J2ME Game Optimization Secrets (part 3)

Out of the loop?


Code inside a for() loop will be executed as many times as the loop iterates. To improve performance, therefore, we want to leave as much code as possible outside of our loops. We can see from the profiler that our paint() method is being called 101 times, and the loop inside iterates 16 times. What can we leave out of those two loops? Let’s start with all those declarations. We are declaring a Font, a String, an Image and a Graphics object every time paint() is called.
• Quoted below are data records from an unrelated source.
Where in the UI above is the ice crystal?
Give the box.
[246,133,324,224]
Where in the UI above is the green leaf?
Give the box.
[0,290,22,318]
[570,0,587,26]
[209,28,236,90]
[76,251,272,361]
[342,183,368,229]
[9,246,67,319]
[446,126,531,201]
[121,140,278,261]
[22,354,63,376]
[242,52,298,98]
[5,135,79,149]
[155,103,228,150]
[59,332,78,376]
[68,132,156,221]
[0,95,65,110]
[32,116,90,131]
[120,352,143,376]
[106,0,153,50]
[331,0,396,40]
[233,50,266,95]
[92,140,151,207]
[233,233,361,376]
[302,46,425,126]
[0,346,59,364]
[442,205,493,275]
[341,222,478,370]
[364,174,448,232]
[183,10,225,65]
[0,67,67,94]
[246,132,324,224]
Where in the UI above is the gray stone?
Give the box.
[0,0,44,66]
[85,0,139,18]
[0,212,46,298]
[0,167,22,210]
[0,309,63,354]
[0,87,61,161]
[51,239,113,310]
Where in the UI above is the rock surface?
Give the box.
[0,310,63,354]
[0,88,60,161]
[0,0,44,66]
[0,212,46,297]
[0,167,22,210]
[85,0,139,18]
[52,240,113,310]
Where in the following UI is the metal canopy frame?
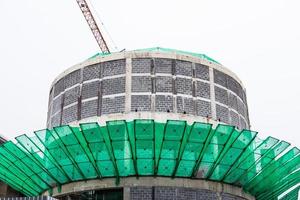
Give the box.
[0,119,300,199]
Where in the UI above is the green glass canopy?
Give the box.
[0,119,300,199]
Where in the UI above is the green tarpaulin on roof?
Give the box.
[89,47,220,64]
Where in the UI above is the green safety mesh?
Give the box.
[0,119,300,199]
[89,47,220,64]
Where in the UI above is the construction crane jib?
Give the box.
[76,0,110,53]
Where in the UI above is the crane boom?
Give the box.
[76,0,110,53]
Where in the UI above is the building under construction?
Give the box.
[0,0,300,200]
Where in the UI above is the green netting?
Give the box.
[89,47,220,64]
[0,120,300,199]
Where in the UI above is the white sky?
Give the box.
[0,0,300,147]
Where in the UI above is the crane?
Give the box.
[76,0,110,54]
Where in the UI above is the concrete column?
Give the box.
[209,67,217,120]
[125,58,132,113]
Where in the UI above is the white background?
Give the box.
[0,0,300,147]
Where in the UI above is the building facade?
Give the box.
[0,48,300,200]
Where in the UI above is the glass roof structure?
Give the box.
[0,119,300,200]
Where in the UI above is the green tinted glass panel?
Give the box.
[0,119,300,199]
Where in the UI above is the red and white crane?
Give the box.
[76,0,110,54]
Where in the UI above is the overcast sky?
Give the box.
[0,0,300,147]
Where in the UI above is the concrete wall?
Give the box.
[44,177,255,200]
[47,52,250,129]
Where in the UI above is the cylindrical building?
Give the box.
[0,48,300,200]
[47,48,252,200]
[47,48,250,129]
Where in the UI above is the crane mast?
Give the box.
[76,0,110,53]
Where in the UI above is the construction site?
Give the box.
[0,0,300,200]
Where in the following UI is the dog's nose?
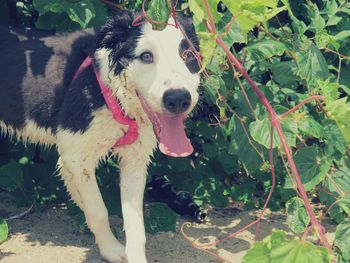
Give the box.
[163,89,191,114]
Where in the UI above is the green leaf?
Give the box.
[229,117,263,174]
[145,203,179,234]
[33,0,65,16]
[285,146,331,191]
[270,61,297,86]
[247,39,287,61]
[33,0,96,31]
[242,230,329,263]
[197,32,216,71]
[222,0,286,39]
[64,0,94,28]
[286,197,310,233]
[325,97,350,145]
[188,0,222,23]
[322,120,346,156]
[147,0,170,30]
[298,117,324,139]
[334,30,350,41]
[249,118,298,149]
[0,160,23,191]
[296,44,330,89]
[0,218,9,244]
[334,218,350,260]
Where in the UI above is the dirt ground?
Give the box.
[0,194,335,263]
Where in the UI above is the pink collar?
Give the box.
[73,57,139,147]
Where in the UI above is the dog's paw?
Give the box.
[99,240,128,263]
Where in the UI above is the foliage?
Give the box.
[145,203,179,234]
[243,230,329,263]
[0,0,350,262]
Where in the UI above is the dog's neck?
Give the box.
[95,49,148,123]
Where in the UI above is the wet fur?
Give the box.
[0,12,199,263]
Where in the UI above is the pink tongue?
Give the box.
[158,115,193,157]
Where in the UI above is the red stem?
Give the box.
[203,0,332,253]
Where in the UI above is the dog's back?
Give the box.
[0,26,95,139]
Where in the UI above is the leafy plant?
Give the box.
[0,0,350,262]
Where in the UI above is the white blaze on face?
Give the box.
[128,21,199,113]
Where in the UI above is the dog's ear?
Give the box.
[96,10,141,75]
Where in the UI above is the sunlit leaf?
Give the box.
[286,197,310,233]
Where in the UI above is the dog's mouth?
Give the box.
[139,96,193,157]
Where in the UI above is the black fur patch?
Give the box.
[96,11,142,75]
[177,14,200,74]
[0,27,96,133]
[57,67,106,132]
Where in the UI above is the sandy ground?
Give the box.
[0,194,335,263]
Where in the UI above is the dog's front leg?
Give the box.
[120,154,149,263]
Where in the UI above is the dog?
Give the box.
[0,11,200,263]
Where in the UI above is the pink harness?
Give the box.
[73,57,139,147]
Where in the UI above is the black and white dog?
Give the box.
[0,11,200,263]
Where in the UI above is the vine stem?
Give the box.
[203,0,333,254]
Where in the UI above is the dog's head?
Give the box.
[95,12,200,156]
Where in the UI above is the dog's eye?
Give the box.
[139,51,153,64]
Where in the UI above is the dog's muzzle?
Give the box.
[163,89,191,115]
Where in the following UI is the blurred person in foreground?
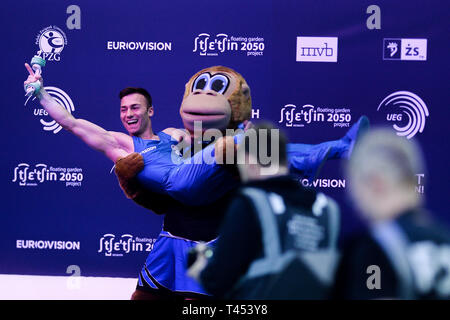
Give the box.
[189,123,339,299]
[334,128,450,299]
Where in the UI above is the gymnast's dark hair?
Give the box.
[119,87,152,108]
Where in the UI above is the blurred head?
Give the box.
[237,123,288,182]
[119,87,154,137]
[347,128,424,222]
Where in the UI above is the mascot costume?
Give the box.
[115,66,368,299]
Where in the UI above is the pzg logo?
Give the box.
[33,87,75,134]
[377,91,429,139]
[36,26,67,61]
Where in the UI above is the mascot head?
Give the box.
[180,66,252,133]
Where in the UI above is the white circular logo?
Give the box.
[377,91,429,139]
[36,26,67,55]
[33,87,75,134]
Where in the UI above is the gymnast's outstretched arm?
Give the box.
[24,63,133,162]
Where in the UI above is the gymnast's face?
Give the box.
[120,93,153,137]
[180,70,238,132]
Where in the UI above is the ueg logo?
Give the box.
[377,91,429,139]
[383,38,427,61]
[12,163,84,187]
[278,104,352,128]
[32,87,75,134]
[36,26,67,61]
[296,37,338,62]
[192,33,265,56]
[98,233,156,257]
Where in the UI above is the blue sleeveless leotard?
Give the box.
[133,132,239,205]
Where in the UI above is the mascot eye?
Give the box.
[210,74,229,94]
[192,73,210,91]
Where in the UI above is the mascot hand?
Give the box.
[214,136,237,164]
[115,152,173,214]
[115,152,144,179]
[114,152,144,199]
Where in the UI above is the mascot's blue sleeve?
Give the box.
[286,116,369,181]
[142,116,369,205]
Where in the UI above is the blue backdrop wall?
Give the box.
[0,0,450,277]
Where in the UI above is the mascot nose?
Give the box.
[192,89,218,97]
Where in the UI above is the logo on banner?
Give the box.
[192,33,265,56]
[106,41,172,51]
[29,87,75,134]
[377,91,429,139]
[296,37,338,62]
[36,26,67,61]
[415,173,425,194]
[383,38,427,61]
[98,233,156,257]
[16,240,81,250]
[12,163,84,187]
[300,179,345,189]
[278,104,352,128]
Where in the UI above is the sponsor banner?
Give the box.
[98,233,156,257]
[12,163,84,187]
[296,37,338,62]
[192,33,266,57]
[27,86,75,134]
[16,240,81,251]
[377,91,429,139]
[278,104,352,128]
[106,41,172,51]
[300,178,346,189]
[36,26,67,61]
[383,38,427,61]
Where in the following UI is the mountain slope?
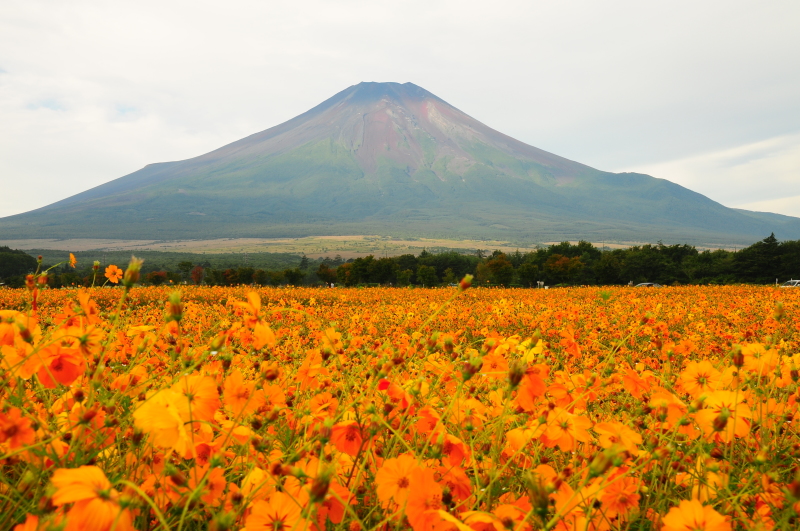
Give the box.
[0,83,800,243]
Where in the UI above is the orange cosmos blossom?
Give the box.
[661,500,731,531]
[0,407,36,450]
[106,264,123,284]
[133,389,194,455]
[223,369,264,417]
[695,391,753,442]
[14,514,39,531]
[594,422,642,455]
[36,342,86,389]
[171,374,220,420]
[51,466,133,531]
[242,492,312,531]
[680,360,722,398]
[331,420,364,457]
[406,468,442,531]
[375,454,420,506]
[542,407,592,452]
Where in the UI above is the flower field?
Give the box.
[0,273,800,531]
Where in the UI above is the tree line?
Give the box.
[0,234,800,287]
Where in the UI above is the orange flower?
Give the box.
[695,391,753,442]
[375,454,419,506]
[242,492,311,531]
[406,468,442,531]
[661,500,731,531]
[106,264,123,284]
[331,420,364,457]
[52,466,133,531]
[223,369,264,417]
[133,389,193,455]
[38,342,86,389]
[543,408,592,452]
[14,514,39,531]
[594,422,642,455]
[308,393,339,419]
[172,374,220,421]
[600,477,640,520]
[680,360,722,397]
[0,407,36,450]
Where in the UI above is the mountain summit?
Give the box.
[0,83,800,243]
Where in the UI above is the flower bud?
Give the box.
[733,345,744,369]
[122,256,144,289]
[508,362,525,389]
[713,409,731,431]
[167,291,183,322]
[309,467,333,503]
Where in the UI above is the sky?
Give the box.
[0,0,800,217]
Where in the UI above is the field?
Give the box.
[0,277,800,531]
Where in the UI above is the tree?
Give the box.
[417,265,439,288]
[486,251,514,286]
[189,266,203,286]
[0,246,38,279]
[442,267,458,286]
[283,267,306,286]
[236,267,256,284]
[145,271,167,286]
[317,262,336,285]
[268,271,283,287]
[178,261,194,278]
[222,269,239,286]
[517,262,539,287]
[397,269,414,286]
[545,254,583,284]
[253,269,269,286]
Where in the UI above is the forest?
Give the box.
[0,234,800,288]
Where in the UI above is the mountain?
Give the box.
[0,83,800,243]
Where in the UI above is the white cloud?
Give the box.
[0,0,800,216]
[616,134,800,217]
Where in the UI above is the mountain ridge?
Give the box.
[0,82,800,243]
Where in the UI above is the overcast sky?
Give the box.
[0,0,800,220]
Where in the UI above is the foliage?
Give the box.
[0,270,800,531]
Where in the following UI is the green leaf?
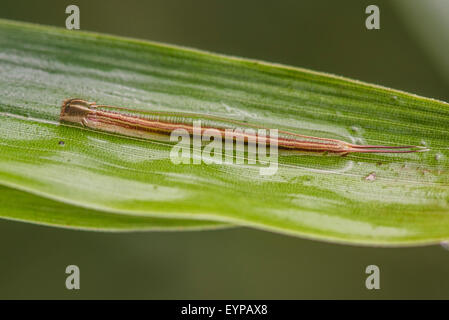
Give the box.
[0,185,225,231]
[0,20,449,245]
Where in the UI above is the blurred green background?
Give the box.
[0,0,449,299]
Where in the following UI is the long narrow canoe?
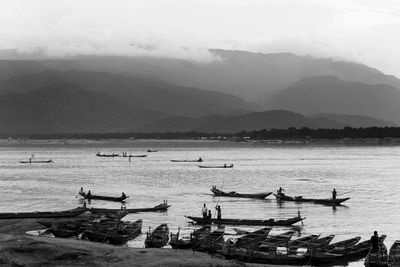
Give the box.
[19,159,53,163]
[0,208,88,219]
[274,194,350,205]
[171,158,203,162]
[186,216,305,226]
[210,187,272,198]
[199,164,233,169]
[89,203,171,214]
[79,193,129,202]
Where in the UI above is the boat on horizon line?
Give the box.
[198,164,233,169]
[274,193,350,206]
[210,186,272,199]
[19,159,54,163]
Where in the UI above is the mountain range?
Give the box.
[0,50,400,134]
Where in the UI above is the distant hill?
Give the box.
[0,82,164,134]
[144,110,350,133]
[267,76,400,124]
[0,71,257,117]
[0,49,400,104]
[309,113,397,128]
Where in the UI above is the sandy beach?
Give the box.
[0,219,245,266]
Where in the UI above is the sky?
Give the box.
[0,0,400,77]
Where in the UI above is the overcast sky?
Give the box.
[0,0,400,77]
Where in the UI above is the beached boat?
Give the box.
[89,202,171,214]
[274,194,350,205]
[19,159,54,164]
[0,208,88,219]
[171,158,203,162]
[388,240,400,267]
[79,192,129,202]
[81,219,142,245]
[186,216,305,226]
[198,164,233,169]
[169,226,211,249]
[144,223,169,248]
[210,187,272,199]
[96,152,119,158]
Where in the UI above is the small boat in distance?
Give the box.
[96,152,119,158]
[210,185,272,199]
[274,193,350,206]
[199,164,233,169]
[19,159,54,163]
[171,158,203,162]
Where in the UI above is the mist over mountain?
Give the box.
[267,76,400,124]
[144,110,350,133]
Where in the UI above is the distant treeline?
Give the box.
[0,127,400,140]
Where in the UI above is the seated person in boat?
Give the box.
[332,188,337,199]
[201,203,207,219]
[370,231,379,252]
[207,210,212,221]
[215,205,221,220]
[277,187,285,196]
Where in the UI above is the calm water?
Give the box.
[0,140,400,265]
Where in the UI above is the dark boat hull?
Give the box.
[89,203,171,214]
[186,216,305,226]
[79,193,129,202]
[274,194,350,205]
[210,188,272,199]
[0,208,88,219]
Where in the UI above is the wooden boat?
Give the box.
[169,226,211,249]
[274,194,350,205]
[81,219,142,245]
[0,208,88,219]
[79,193,129,202]
[388,240,400,267]
[364,242,388,267]
[144,223,169,248]
[19,159,54,163]
[199,164,233,169]
[186,216,305,226]
[192,228,225,253]
[89,202,171,214]
[96,152,119,158]
[210,187,272,199]
[227,227,272,247]
[171,158,203,162]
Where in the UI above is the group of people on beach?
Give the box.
[201,203,221,220]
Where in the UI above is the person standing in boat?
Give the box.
[332,188,337,199]
[215,205,221,220]
[277,187,285,196]
[370,231,379,252]
[201,203,207,219]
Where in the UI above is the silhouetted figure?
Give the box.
[215,205,221,220]
[370,231,379,252]
[277,187,285,195]
[201,203,207,219]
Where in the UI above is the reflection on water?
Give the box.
[0,140,400,266]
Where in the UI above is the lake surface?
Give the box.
[0,140,400,266]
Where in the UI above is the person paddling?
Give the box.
[332,188,337,199]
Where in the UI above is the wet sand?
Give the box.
[0,219,245,266]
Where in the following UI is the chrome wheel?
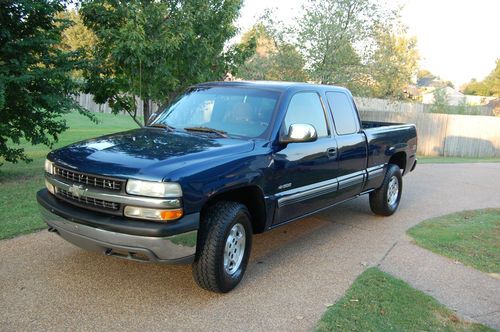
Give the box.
[387,176,399,206]
[224,223,246,275]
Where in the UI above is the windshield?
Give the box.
[152,87,279,138]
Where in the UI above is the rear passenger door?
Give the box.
[326,91,367,201]
[273,91,337,224]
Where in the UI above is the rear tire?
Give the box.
[193,201,252,293]
[370,164,403,216]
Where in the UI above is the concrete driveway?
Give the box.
[0,164,500,331]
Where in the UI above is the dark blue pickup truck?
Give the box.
[37,82,417,292]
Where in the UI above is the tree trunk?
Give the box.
[142,99,151,125]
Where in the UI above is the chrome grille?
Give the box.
[54,165,124,191]
[56,188,120,211]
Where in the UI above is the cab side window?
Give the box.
[283,92,329,137]
[326,92,359,135]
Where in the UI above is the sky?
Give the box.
[238,0,500,88]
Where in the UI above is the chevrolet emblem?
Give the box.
[68,184,88,198]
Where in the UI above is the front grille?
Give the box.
[54,165,125,191]
[56,188,120,212]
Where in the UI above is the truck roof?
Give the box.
[195,81,350,94]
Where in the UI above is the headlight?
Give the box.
[45,159,54,174]
[123,206,183,221]
[45,180,56,195]
[127,180,182,198]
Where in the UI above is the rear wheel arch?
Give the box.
[389,151,406,174]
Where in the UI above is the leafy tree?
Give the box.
[56,9,96,52]
[429,88,450,113]
[298,0,396,92]
[463,59,500,97]
[80,0,255,125]
[239,23,307,81]
[369,28,419,99]
[417,69,438,87]
[0,0,90,162]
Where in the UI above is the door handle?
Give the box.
[326,148,337,158]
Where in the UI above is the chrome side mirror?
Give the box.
[146,112,160,126]
[280,123,318,144]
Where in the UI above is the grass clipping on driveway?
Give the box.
[408,209,500,273]
[316,268,493,331]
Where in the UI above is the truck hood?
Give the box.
[48,128,254,181]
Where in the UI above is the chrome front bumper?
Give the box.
[41,206,197,264]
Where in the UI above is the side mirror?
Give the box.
[280,123,318,144]
[147,112,160,126]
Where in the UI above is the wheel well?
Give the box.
[389,151,406,174]
[201,186,266,233]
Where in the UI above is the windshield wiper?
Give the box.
[184,127,227,138]
[148,123,175,131]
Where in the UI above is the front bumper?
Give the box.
[37,190,199,264]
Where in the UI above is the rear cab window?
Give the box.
[326,91,360,135]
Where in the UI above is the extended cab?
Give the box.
[37,82,417,292]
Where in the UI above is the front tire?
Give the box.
[370,164,403,216]
[193,201,252,293]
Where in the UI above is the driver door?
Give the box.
[274,91,338,224]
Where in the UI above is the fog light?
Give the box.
[45,180,56,195]
[123,206,183,221]
[44,159,54,174]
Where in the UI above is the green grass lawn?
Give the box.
[0,113,137,239]
[316,268,493,331]
[408,209,500,273]
[417,156,500,164]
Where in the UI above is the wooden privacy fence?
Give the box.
[75,93,158,116]
[360,111,500,158]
We’ll move these outside of the method and to the top of our class.


public static final Font font =
  Font.getFont( Font.FACE_PROPORTIONAL,
                Font.STYLE_BOLD | Font.STYLE_ITALIC,
                Font.SIZE_SMALL);
public static final int graphicAnchor =
                   Graphics.VCENTER | Graphics.HCENTER;
public static final int textAnchor =
      Graphics.TOP | Graphics.LEFT;
private static final String MESSAGE = ” ms per frame”;
private String msMessage = “000” + MESSAGE;
private Image stringImage;
private Graphics imageGraphics;
private long oldFrameTime;


You’ll notice I made the Font object a public constant. This is often a useful thing to do in your apps, as you can gather the font declarations you use most together in one place. I have found the same goes for anchors, so I’ve done the same with the text and graphic anchors. Pre-calculating these things keeps those calculations, however insignificant, out of our loop.


I’ve also made the MESSAGE a constant. That’s because Java loves to create String objects all over the place. Strings can be a huge memory drain if they’re not controlled. Don’t take them for granted, or you will probably bleed memory, which can in turn affect performance, especially if the garbage collector is being called too often. Strings create garbage, and garbage is bad. Using a String constant reduces the problem. Later we’ll see how to use a StringBuffer to completely stop memory loss from String abuse.


Now that we’ve made these things instance variables, we need to add this code to the constructor:


stringImage = Image.createImage( font.stringWidth( msMessage ),
                                 font.getBaselinePosition() );
imageGraphics = stringImage.getGraphics();
imageGraphics.setFont( font );


Another cool thing about getting our Graphics object up-front is that we can set the font once and then forget about it instead of setting it every time we iterate through the loop. We still have to wipe the Image object each time using fillRect(). Gung-ho coders might see an opportunity there to create two Graphics objects from the same Image, and pre-set the color of one to COLOR_BG for the call to fillRect() and COLOR_FG on the other for the calls to drawString(). Unfortunately, the behavior of getGraphics() when called multiple times on the same Image is ill-defined in J2ME and differs across platforms so your optimization tweak might work on Motorola but not NOKIA. If in doubt, assume nothing.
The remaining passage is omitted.